In [1]:
!pip install torchaudio>=0.10.0

In [2]:
import nemo
nemo.__version__

'1.16.0'

# Nemo Collections

NeMo is sub-divided into a few fundamental collections based on their domains `asr`,`nlp`,`tts`. NeMo allows partial imports of just one or more collections

In [5]:
from torch import inf
import nemo.collections.asr as nemo_asr
# import nemo.collections.nlp as nemo_nlp  # problem with torch._six and torch2.0
import nemo.collections.tts as nemo_tts

[NeMo W 2023-03-19 14:05:58 experimental:27] Module <class 'nemo.collections.common.tokenizers.text_to_speech.tts_tokenizers.IPATokenizer'> is experimental, not ready for production and is not fully supported. Use at your own risk.
[NeMo W 2023-03-19 14:05:58 experimental:27] Module <class 'nemo.collections.tts.models.radtts.RadTTSModel'> is experimental, not ready for production and is not fully supported. Use at your own risk.
[NeMo W 2023-03-19 14:05:58 experimental:27] Module <class 'nemo.collections.tts.models.vits.VitsModel'> is experimental, not ready for production and is not fully supported.
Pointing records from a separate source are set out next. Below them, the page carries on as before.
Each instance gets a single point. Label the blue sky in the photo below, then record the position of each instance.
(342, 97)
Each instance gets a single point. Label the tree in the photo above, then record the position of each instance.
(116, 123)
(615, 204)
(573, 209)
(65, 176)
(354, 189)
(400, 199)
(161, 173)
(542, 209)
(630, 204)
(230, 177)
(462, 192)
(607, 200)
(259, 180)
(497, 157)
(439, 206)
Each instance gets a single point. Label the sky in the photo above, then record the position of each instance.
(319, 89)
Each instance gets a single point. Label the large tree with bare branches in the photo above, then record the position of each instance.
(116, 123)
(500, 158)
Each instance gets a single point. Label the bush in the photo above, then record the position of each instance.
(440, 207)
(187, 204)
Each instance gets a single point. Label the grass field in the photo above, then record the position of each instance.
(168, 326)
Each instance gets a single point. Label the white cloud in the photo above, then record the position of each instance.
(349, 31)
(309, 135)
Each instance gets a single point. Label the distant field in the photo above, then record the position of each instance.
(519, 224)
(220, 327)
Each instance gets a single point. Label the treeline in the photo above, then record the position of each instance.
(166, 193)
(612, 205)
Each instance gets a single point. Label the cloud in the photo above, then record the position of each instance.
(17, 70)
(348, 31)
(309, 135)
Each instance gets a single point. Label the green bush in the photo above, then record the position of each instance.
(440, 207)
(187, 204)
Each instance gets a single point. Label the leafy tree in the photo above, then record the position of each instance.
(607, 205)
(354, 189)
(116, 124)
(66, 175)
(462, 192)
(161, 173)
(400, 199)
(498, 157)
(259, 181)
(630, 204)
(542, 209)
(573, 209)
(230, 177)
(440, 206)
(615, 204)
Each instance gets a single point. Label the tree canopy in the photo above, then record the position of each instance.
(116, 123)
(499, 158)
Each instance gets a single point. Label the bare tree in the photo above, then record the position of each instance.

Use at your own risk.


# NeMo models in Collections

Nemo contains several models for each of its collections, pertaining to certain common tasks involved in conversational AI.  

In [6]:
asr_models = [model for model in dir(nemo_asr.models) if model.endswith("Model")]
asr_models

['ASRModel',
 'AudioToAudioModel',
 'EncDecCTCModel',
 'EncDecClassificationModel',
 'EncDecDiarLabelModel',
 'EncDecHybridRNNTCTCBPEModel',
 'EncDecHybridRNNTCTCModel',
 'EncDecK2SeqModel',
 'EncDecRNNTBPEModel',
 'EncDecRNNTModel',
 'EncDecSpeakerLabelModel',
 'EncMaskDecAudioToAudioModel',
 'SLUIntentSlotBPEModel',
 'SpeechEncDecSelfSupervisedModel']

In [7]:
tts_models = [model for model in dir(nemo_tts.models) if model.endswith("Model")]
tts_models

['AlignerModel',
 'FastPitchModel',
 'GriffinLimModel',
 'HifiGanModel',
 'MelPsuedoInverseModel',
 'MixerTTSModel',
 'RadTTSModel',
 'SpectrogramEnhancerModel',
 'Tacotron2Model',
 'TwoStagesModel',
 'UnivNetModel',
 'VitsModel',
 'WaveGlowModel']

# The Nemo Model

There are many ways we can create these models - we can use the constructor and pass in a config, we can instantiate the model from a pre-trained checkpoint, or simply pas a pre-trained model name and instantiate a model directly from the cloud

Let's try to work with an ASR model [Citrinet](https://arxiv.org/abs/2104.01721)

In [8]:
citrinet = nemo_asr.models.EncDecCTCModelBPE.from_pretrained('stt_en_citrinet_512')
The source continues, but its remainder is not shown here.